In short, the founders and those who came after them had no hesitation in spelling out in detail the robust limits upon “free speech,” whether uttered by private individuals or members of the press corps. They understood what James in the Bible taught so plainly: “with the tongue we praise our Lord and Father, and with it we curse human beings, who have been made in God’s likeness.
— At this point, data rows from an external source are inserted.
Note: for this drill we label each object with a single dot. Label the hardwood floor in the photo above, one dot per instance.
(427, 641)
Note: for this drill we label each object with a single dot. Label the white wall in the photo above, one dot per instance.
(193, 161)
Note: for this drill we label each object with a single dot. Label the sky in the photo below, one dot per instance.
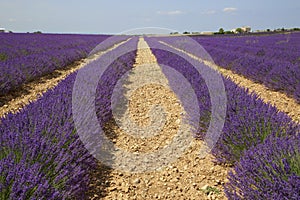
(121, 16)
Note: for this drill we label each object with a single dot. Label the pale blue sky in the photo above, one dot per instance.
(115, 16)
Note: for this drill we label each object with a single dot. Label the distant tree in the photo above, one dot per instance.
(221, 31)
(239, 30)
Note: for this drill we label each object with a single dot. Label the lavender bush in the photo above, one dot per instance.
(272, 60)
(268, 171)
(41, 154)
(249, 121)
(24, 57)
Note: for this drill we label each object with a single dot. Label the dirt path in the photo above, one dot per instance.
(15, 101)
(278, 99)
(189, 177)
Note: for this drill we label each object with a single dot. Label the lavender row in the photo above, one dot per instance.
(269, 60)
(268, 171)
(248, 121)
(23, 57)
(41, 154)
(249, 129)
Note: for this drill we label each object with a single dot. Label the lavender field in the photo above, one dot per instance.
(24, 57)
(43, 157)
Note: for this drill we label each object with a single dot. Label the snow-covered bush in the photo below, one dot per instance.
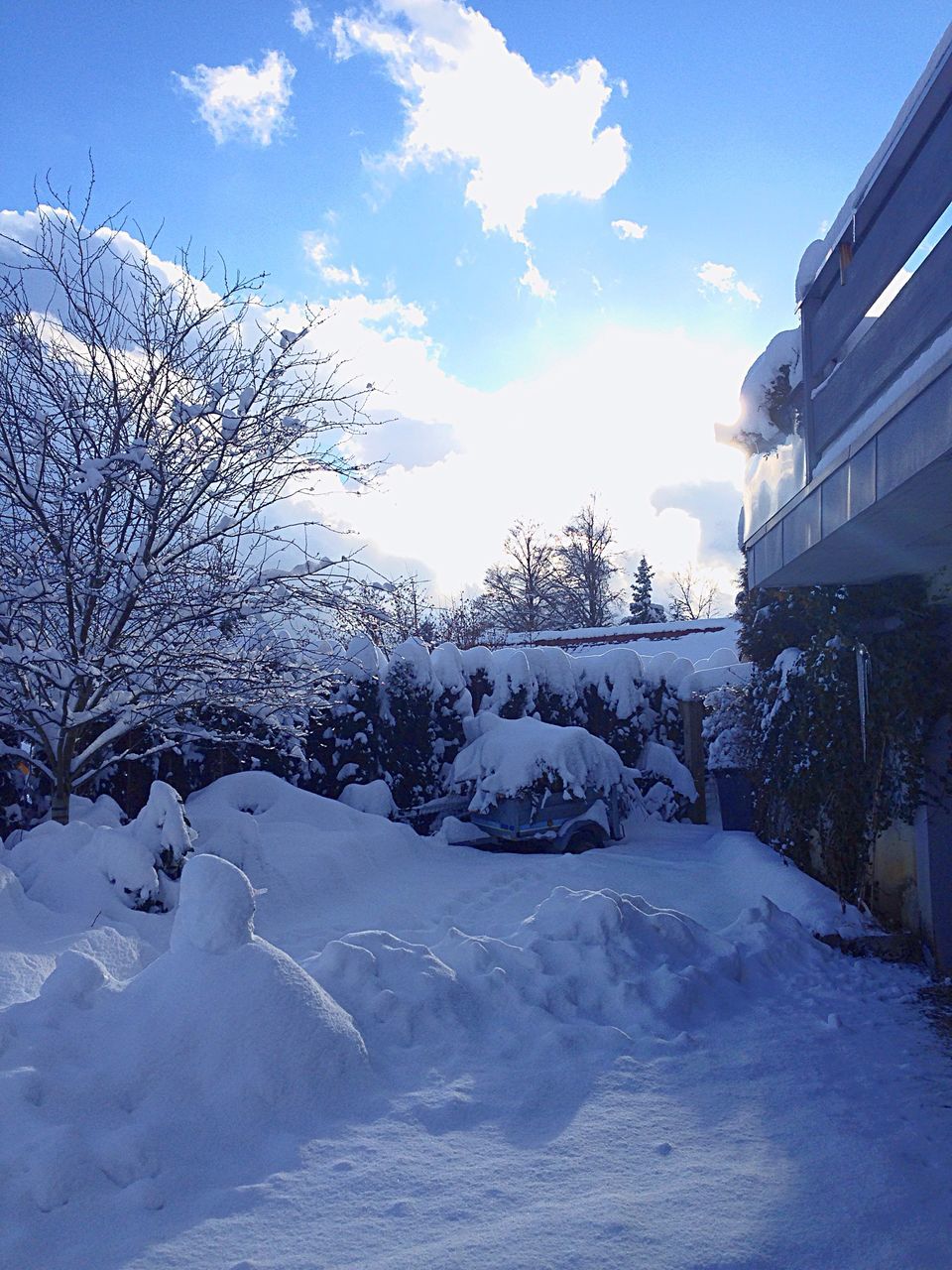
(556, 689)
(453, 703)
(353, 729)
(516, 757)
(95, 860)
(613, 702)
(726, 730)
(477, 667)
(515, 686)
(832, 766)
(411, 694)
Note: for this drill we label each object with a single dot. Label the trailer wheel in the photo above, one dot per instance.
(584, 837)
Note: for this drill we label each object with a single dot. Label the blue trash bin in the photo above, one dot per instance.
(737, 798)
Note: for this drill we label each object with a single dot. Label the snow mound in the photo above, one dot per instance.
(216, 1046)
(373, 799)
(517, 753)
(268, 801)
(216, 907)
(585, 968)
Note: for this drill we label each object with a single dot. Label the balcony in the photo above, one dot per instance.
(860, 485)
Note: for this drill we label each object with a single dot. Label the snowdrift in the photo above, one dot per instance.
(218, 1044)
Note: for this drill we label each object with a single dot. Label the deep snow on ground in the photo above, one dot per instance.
(420, 1055)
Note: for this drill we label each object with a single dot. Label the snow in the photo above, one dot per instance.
(515, 754)
(402, 1053)
(447, 665)
(373, 798)
(553, 671)
(754, 431)
(692, 639)
(511, 676)
(819, 252)
(660, 761)
(617, 676)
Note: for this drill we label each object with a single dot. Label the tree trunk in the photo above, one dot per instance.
(60, 806)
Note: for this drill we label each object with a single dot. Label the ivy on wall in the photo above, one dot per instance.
(825, 785)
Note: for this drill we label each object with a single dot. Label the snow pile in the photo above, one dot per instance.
(100, 866)
(765, 418)
(587, 969)
(518, 754)
(373, 798)
(214, 1046)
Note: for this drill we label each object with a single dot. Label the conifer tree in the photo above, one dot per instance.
(643, 608)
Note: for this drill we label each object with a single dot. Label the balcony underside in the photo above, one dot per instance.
(884, 509)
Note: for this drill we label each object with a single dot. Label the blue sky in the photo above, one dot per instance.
(416, 167)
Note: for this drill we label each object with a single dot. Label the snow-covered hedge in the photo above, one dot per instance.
(403, 719)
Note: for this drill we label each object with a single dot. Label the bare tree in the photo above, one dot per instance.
(693, 594)
(389, 611)
(521, 593)
(150, 431)
(587, 571)
(463, 621)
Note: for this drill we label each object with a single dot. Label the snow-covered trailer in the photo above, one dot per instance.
(525, 783)
(556, 824)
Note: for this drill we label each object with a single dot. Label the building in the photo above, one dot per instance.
(848, 423)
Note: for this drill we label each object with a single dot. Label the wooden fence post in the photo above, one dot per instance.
(692, 715)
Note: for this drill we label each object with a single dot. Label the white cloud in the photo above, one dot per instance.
(243, 102)
(301, 19)
(629, 229)
(724, 278)
(318, 249)
(534, 281)
(471, 99)
(627, 413)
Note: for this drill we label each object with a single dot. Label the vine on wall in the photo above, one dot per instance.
(825, 785)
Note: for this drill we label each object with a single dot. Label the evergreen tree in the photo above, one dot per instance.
(642, 608)
(587, 570)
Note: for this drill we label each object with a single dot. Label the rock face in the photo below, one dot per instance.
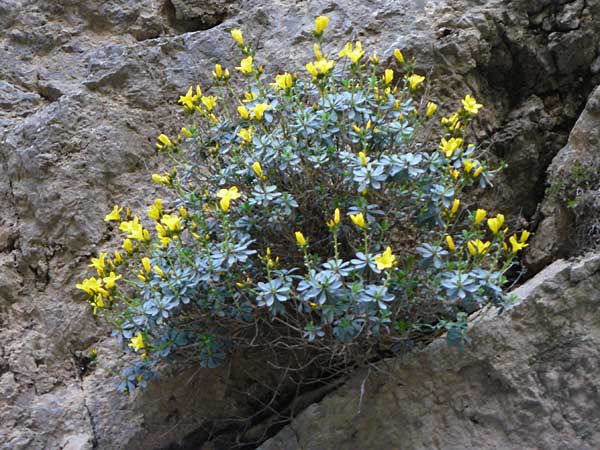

Out of the same mouth come praise and cursing” (James 3:9-10). Human speech is not neutral, and governments that try to take a neutral stance and protect all speech, no matter how vile or treasonous, simply will not last.
In conclusion, we must recover the founders’ political vision and jurisprudential precedent of the purposes and restrictions of free speech. While this will certainly require extensive legal battles, not least in front of the Supreme Court, this is the time to fight and win such battles. We have the tools we need to go after the murderous lies and wicked slander lodged against Charlie Kirk and conservatives by the mainstream media; we have the ability to bring charges of actual malice in the speech of radical leftists, and to pursue cases of criminal conspiracy and personal and seditious libel. None of this endangers civil discussion or debate, but in fact would aid and encourage civility and the common love of truth. This is how we honor the legal of Charlie Kirk, not by attributing to him a shallow and fake pluralism that he never believed in or lived by.